In [None]:
# Provides ways to work with large multidimensional arrays
import numpy as np 
# Allows for further data manipulation and analysis
import pandas as pd
import yfinance as yf
import matplotlib.pyplot as plt # Plotting
import matplotlib.dates as mdates # Styling dates
#%matplotlib inline

import datetime as dt # For defining dates
import mplfinance as mpf # Matplotlib finance

import time


In [None]:
'''
# Define path to files
# For Linux
BASE_PATH = "../../Documents/finance_files/"
DATA_PATH = BASE_PATH
STOCKS_PATH = BASE_PATH +"stocks/"

# Start date defaults
S_YEAR = 2017
S_MONTH = 1
S_DAY = 3
S_DATE_STR = "2017-01-03"
S_DATE_DATETIME = dt.datetime(S_YEAR, S_MONTH, S_DAY)

# End date defaults
E_YEAR = 2021
E_MONTH = 8
E_DAY = 19
E_DATE_STR = "2021-08-19"
E_DATE_DATETIME = dt.datetime(E_YEAR, E_MONTH, E_DAY)
'''

In [None]:
# We calculate a percentage rate of return for each day to compare investments.
# Simple Rate of Return = (End Price - Beginning Price) / Beginning Price OR (EP / BP) - 1

# Shift provides the value from the previous day
# NaN is displayed because there was no previous day price for the 1st calculation
def add_daily_return_to_df(df):
    df['daily_return'] = (df['Adj Close'] / df['Adj Close'].shift(1)) - 1
    # delete_unnamed and Save data to a CSV file
    df = df.loc[:, ~df.columns.str.contains('^Unnamed')]
    return df  

In [None]:
def calc_projected_roi(ticker):
    a_df = get_df_from_csv(PATH, ticker) 

    a_df = a_df.asfreq('d') # Change frequency to day
    a_df.index # Check frequency
    a_df = a_df.fillna(method='ffill') # Fill missing values

    # Delete unnamed column
    a_df.drop(a_df.columns[a_df.columns.str.contains('unnamed',case = False)],
          axis = 1, inplace = True)

    # Delete daily return column
    a_df = a_df.drop(['daily_return'], axis=1)
    
    # Figure out optimum lags which will be 1 or 2 for this data set
    lags = ar_select_order(a_df, maxlag=30)

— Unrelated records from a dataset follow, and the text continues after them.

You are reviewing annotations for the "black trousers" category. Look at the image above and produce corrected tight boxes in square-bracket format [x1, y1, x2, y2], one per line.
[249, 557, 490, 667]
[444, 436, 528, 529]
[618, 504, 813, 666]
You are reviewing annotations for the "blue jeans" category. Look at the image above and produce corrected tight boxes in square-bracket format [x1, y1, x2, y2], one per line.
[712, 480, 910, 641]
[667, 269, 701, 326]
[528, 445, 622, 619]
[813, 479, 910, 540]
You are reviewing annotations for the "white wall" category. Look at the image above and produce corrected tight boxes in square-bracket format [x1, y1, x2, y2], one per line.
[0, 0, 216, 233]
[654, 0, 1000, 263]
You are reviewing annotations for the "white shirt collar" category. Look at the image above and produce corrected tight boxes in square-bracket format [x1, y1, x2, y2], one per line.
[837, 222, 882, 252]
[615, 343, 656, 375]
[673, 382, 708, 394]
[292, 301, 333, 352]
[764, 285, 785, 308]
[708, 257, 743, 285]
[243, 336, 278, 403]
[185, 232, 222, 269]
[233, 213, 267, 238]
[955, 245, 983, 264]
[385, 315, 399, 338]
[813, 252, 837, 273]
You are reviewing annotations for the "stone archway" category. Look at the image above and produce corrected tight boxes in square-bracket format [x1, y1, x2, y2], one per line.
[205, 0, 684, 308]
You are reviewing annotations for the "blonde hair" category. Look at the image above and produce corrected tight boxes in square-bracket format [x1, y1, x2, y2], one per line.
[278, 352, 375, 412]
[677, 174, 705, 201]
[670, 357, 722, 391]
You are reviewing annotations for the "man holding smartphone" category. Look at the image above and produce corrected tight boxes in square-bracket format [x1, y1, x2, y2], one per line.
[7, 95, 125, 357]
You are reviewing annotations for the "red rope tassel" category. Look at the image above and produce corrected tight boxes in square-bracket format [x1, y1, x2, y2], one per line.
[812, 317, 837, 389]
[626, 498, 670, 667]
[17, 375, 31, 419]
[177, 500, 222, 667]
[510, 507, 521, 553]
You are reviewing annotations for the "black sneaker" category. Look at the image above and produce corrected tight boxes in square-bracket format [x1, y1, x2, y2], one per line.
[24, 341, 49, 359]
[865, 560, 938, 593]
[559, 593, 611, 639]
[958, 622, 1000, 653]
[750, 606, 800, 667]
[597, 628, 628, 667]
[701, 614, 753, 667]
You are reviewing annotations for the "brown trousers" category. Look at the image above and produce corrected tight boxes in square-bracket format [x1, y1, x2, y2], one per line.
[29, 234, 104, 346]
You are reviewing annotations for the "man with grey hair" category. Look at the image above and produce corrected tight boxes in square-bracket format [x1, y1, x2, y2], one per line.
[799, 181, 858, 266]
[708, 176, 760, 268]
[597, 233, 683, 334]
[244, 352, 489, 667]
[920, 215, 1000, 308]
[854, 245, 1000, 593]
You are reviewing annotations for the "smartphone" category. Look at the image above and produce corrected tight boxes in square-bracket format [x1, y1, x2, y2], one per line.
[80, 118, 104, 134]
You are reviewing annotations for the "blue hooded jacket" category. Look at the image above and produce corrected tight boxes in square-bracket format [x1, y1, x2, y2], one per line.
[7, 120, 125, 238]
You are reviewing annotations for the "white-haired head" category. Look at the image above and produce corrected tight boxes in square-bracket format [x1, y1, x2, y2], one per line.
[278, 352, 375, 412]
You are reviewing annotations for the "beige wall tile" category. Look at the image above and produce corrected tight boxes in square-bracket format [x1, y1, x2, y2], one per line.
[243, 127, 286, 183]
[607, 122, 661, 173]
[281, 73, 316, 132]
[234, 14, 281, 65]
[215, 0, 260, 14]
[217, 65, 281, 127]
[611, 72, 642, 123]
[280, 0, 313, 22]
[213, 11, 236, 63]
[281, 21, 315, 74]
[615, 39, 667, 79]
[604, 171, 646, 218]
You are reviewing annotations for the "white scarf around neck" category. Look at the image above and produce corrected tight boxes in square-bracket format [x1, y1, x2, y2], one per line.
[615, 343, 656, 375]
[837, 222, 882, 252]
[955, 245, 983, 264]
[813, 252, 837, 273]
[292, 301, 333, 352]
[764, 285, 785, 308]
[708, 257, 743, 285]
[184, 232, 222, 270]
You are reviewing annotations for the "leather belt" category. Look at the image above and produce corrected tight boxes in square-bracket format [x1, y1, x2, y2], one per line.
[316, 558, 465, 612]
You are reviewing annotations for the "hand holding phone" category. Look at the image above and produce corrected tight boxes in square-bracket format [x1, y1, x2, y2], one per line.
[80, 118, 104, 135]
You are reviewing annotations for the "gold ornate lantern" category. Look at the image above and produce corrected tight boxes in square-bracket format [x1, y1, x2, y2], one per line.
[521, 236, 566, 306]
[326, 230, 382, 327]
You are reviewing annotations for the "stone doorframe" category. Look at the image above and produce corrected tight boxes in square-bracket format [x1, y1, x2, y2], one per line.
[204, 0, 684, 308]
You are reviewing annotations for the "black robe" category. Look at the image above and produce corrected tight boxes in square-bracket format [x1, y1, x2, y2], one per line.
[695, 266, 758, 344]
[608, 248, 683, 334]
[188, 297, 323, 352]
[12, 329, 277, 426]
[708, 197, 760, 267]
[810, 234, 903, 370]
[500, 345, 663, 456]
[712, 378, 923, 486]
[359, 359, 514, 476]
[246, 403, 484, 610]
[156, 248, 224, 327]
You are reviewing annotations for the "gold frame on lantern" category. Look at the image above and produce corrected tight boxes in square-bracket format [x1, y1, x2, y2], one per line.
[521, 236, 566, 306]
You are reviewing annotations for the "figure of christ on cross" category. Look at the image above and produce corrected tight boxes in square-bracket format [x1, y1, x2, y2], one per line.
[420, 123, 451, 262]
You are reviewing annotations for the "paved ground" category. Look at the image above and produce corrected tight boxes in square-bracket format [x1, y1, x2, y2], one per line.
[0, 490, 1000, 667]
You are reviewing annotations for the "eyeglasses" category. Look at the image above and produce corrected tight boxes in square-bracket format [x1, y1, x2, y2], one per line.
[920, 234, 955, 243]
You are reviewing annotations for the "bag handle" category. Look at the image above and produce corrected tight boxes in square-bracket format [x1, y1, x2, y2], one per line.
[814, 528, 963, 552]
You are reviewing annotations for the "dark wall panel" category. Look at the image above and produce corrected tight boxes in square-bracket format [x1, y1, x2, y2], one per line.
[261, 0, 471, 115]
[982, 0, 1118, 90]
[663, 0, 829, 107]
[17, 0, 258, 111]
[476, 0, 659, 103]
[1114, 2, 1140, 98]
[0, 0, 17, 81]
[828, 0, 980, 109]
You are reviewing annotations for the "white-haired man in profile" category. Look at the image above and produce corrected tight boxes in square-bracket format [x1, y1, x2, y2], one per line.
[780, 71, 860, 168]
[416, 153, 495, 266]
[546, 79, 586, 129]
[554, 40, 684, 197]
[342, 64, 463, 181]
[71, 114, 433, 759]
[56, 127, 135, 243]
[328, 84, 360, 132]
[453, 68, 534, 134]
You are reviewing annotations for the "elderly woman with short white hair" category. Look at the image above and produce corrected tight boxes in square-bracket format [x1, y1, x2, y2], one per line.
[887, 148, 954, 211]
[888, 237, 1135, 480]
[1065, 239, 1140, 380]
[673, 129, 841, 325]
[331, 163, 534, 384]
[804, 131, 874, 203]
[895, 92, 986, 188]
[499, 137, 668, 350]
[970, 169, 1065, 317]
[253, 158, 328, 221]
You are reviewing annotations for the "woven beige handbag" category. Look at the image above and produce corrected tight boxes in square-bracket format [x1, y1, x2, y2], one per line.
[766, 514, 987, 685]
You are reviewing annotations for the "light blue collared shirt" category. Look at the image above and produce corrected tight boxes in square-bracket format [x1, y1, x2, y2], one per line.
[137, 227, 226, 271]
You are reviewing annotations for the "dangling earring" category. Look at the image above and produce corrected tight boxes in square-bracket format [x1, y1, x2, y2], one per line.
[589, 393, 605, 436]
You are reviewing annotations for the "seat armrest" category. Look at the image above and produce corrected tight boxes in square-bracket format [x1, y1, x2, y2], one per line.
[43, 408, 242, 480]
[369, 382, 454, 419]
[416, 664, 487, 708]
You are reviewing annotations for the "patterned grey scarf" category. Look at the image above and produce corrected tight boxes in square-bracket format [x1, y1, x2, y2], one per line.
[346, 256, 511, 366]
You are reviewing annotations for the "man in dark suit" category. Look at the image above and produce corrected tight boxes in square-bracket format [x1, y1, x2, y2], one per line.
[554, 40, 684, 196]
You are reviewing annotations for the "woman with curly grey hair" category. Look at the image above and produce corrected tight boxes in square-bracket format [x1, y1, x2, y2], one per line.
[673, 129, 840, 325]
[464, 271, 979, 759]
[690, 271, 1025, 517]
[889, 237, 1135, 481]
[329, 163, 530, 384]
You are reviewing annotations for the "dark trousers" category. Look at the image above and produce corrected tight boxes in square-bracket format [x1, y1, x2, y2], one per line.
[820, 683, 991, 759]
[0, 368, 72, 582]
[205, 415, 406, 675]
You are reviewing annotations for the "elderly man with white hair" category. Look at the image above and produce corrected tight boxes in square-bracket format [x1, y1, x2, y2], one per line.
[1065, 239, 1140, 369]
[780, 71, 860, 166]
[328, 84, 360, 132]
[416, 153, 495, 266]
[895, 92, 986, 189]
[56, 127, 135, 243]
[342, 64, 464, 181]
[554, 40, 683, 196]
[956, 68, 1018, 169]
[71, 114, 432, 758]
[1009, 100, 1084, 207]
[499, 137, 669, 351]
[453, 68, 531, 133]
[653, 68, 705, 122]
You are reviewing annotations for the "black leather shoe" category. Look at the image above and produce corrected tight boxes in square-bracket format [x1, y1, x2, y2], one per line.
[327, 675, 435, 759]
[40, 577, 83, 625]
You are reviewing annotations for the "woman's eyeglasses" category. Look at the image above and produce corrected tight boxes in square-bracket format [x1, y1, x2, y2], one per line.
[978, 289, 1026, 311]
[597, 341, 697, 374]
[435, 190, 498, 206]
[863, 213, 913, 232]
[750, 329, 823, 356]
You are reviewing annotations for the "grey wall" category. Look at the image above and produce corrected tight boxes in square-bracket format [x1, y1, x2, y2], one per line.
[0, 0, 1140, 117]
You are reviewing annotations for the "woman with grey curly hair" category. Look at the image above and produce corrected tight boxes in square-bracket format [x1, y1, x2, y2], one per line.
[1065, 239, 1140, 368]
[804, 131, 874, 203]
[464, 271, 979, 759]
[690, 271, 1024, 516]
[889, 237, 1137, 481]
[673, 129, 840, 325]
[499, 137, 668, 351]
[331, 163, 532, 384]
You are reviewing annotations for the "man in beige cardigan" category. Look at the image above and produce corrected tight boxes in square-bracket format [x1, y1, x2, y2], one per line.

    # Create our model using whole data set
    model = AutoReg(a_df['Adj Close'], lags.ar_lags)
    model_fit = model.fit()

    # Define training and testing area
    print("Length :",len(a_df)) # 1712 observations
    train_df = a_df.iloc[50:1369] # 80% minus 1st 50
    test_df = a_df.iloc[1369:] # Last 20%

    # Define training model for 500 days (Play with Number & Test)
    # and White's covariance estimator
    train_model = AutoReg(a_df['Adj Close'], 500).fit(cov_type="HC0")

    # Define start and end for prediction 
    start = len(train_df)
    end = len(train_df) + len(test_df) - 1

    prediction = train_model.predict(start=start, end=end, dynamic=True)

    # Predict 160 days into the future
    forecast = train_model.predict(start=end, end=end+60, dynamic=True)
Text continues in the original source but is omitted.